Web 2.0 technologies are transformative – and still figuring themselves out, and of course there’ll be the elitists in the castle, throwing the occasional pot of boiling oil over the ramparts while bemoaning that things aren’t what they used to be. Kakutani parses:
Mr. Keen argues that the democratized Web’s penchant for mash-ups, remixes and cut-and-paste jobs threaten not just copyright laws but also the very ideas of authorship and intellectual property. He observes that as advertising dollars migrate from newspapers, magazines and television news to the Web, organizations with the expertise and resources to finance investigative and foreign reporting face more and more business challenges. And he suggests that as CD sales fall (in the face of digital piracy and single-song downloads) and the music business becomes increasingly embattled, new artists will discover that Internet fame does not translate into the sort of sales or worldwide recognition enjoyed by earlier generations of musicians.
And all these things are true. Totally true. Newspapers are going to have to find different business models if they are going to survive – and they might not survive. Old radio shows didn’t survive once television hit. Copyright law is going to change – as is the creative process itself – but why is that a bad thing? New music artists will have to figure out how to market themselves differently – but again, why is that bad?
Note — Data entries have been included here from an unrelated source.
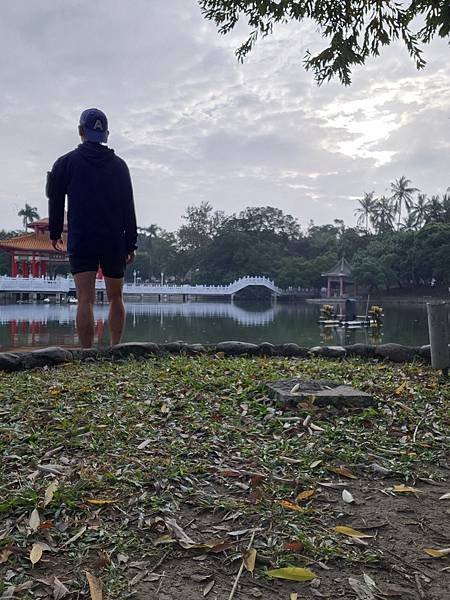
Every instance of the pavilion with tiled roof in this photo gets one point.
(339, 279)
(31, 253)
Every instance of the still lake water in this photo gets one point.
(37, 325)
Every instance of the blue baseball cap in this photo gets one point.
(95, 125)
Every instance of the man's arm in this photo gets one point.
(56, 194)
(129, 215)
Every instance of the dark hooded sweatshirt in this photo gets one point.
(101, 217)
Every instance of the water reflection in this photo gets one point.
(27, 325)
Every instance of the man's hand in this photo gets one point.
(58, 245)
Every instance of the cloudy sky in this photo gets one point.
(194, 124)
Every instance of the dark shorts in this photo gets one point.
(112, 264)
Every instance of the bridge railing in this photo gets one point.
(66, 284)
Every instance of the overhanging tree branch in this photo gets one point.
(353, 29)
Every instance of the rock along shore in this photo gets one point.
(15, 361)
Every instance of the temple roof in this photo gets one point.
(42, 224)
(30, 242)
(340, 269)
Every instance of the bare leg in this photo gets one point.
(116, 319)
(85, 285)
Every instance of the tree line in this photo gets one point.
(399, 241)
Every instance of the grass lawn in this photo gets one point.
(154, 478)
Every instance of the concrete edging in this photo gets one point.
(46, 357)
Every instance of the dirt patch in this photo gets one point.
(168, 469)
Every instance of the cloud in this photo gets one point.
(195, 125)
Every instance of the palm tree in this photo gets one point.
(383, 215)
(151, 232)
(28, 214)
(364, 210)
(402, 194)
(419, 211)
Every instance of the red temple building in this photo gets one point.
(32, 254)
(340, 279)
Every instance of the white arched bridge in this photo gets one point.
(66, 285)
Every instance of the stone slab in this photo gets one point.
(322, 393)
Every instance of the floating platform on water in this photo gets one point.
(351, 323)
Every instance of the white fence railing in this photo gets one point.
(67, 284)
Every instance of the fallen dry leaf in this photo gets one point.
(289, 505)
(435, 553)
(405, 489)
(342, 471)
(95, 586)
(305, 495)
(50, 492)
(400, 388)
(5, 554)
(208, 587)
(59, 589)
(75, 537)
(144, 444)
(293, 574)
(350, 532)
(34, 521)
(347, 497)
(250, 559)
(294, 546)
(362, 590)
(36, 553)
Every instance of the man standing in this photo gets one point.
(101, 221)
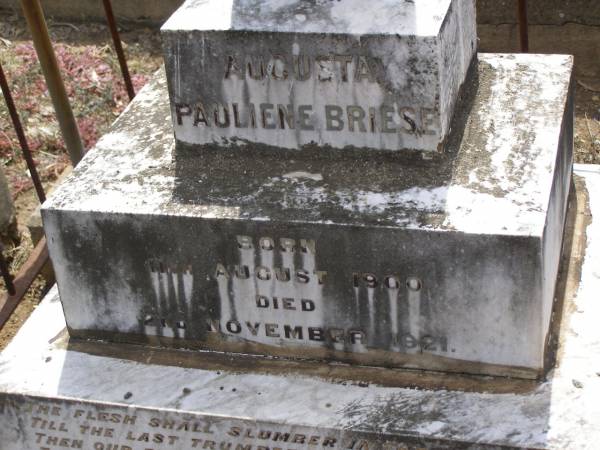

I think of changing neighborhoods – "everything was fine until the Puerto Ricans/blacks/Irish/Dominicans/Italians moved in". I think of Ivy League universities as admissions standards changed – "everything was fine until Jews/women/financial-aid students could live in the dormitories with the rest of us". Eventually those attitudes die out. And they will in these virtual neighborhoods as well.
"The cult of the amateur is a misnomer" – it isn’t a cult. It’s the way things have always been – particularly in this country. Things change. Upstarts come on the scene. And in my expert opinion…Andrew Keen is a weenie. So there.